Erdogan ma receptę na bezrobocie. Co "firma ma do stracenia"?

Erdogan ma receptę na bezrobocie. Co "firma ma do stracenia"?
Erdogan ma receptę na bezrobocie. Co "firma ma do stracenia"?
TVN 24
Prezydent Turcji podczas wizyty w StambuleTVN 24

Recep Tayyip Erdogan często jest krytykowany przez środowiska biznesowe za interwencjonizm. W niedzielę prezydent Turcji oświadczył, że gdyby każde przedsiębiorstwo zatrudniło jednego bezrobotnego, przyczyniłoby się to do rozwiązania problemu bezrobocia.

W czasie konferencji o zdrowiu i bezpieczeństwie pracy, odbywającej się w Stambule, szef państwa zwrócił się do głównej organizacji pracodawców, giełd TOBB i stowarzyszenia izb handlowych. "TOBB liczy obecnie prawie 1,5 mln członków. A teraz posłuchajcie, gdyby każdy z nich zatrudnił jedną osobę, to co to oznacza?
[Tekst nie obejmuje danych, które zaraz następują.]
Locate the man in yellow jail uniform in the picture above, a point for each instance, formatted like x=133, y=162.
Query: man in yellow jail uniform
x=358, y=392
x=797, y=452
Pracę dla 1,5 mln bezrobotnych" - oznajmił.

Straty i zyski

Prezydent pytał też retorycznie, co "firma ma do stracenia", zatrudniając jedną osobę. "Czy ją to zrujnuje? Przeciwnie, zyska" - argumentował.

Oskarżany często o populizm prezydent Turcji był krytykowany przez środowiska biznesowe m.in. za powtarzające się apele do kierownictwa banku centralnego o obniżenie stóp procentowych, co może doprowadzić do wzrostu inflacji.

Po dekadzie dynamicznego wzrostu turecka gospodarka wyhamowała. Od 2012 roku: inflacja i deficyt publiczny pozostają na wysokim poziomie, a bezrobocie według tureckiego urzędu statystycznego wynosi 11,1 proc.